In this study, according to the result of dry weight under different flow rates, the optimal flow rate is considered to be 2–6 L/min. That being said, it should be mentioned that plant growth is not only affected by the flow rate. The growth of plants is affected by a combination of the biological environment, the physical environment, and the chemical environment, which means that the optimal flow rate in this environment may not be the same in other environments (such as different nutrient solutions, light environment, cultivation container, and plant species, etc.). It is very important to find the ideal flow rate for hydroponic production because it is helpful to increase the yield [11
]. At the same time, based on the above reasons, it is not easy to determine the ideal flow rate, which still needs specific analysis for different specific situations. To investigate the coupling effect of flow and other environmental factors on plants is a future topic for us. Furthermore, concerning the plant characteristics, cultivation container shape and environmental characteristics, to put forward a comprehensive index not only including flow rate to guide ideal flow regulation is also a topic for us in the future [7
In drylands, plants are exposed to different biotic and abiotic stress factors such as drought, salt stress, and water shortage. These stress factors limit plant yield, growth, quality, and appearance. Agricultural and horticultural practices for food production in dryland aim to minimize stress by using suitable production systems, either under controllable or open-field environments. Hydroponic cultivation is widely used in drylands as a form of controlled environmental agriculture to alleviate stresses during crop production. The flow of nutrient solution in the hydroponic substrate mechanically stimulates plants and affects plant thigmomorphogenesis.
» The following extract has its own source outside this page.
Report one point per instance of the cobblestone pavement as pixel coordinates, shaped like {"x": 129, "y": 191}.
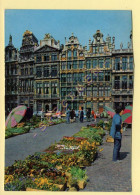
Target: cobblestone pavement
{"x": 106, "y": 176}
{"x": 19, "y": 147}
A suitable flow rate can be regarded as a eustress. In the range of suitable flow rates, increased flow provides plant roots with an appropriate level of mechanical stimulation to promote root growth. Increased root growth allows the root system to absorb more nutrients, which makes the plant grow better. Conversely, excess flow rates may be regarded as stress. To adapt to the high flow environment, plant roots become compact, which inhibits the root surface area and root growth. Root length and surface area are key factors that determine a plant’s capability for nutrient ion absorption, which in turn affects the overall plant growth compared with optimal flow rate conditions. Our results indicate that regulating flow rate can regulate plant thigmomorphogenesis and nutrient absorption, and therefore affect crop quality in hydroponics.
Determining the ideal flow rate for hydroponic production may help increase yield. However, such a determination requires specific analysis of each crop and growing environment. We intend to investigate the coupling effects of flow rate and other environmental factors on plants in future studies, and to develop a comprehensive index of other plant characteristics, including cultivation container shape and environmental characteristics, to guide the ideal flow regulation under different growth scenarios.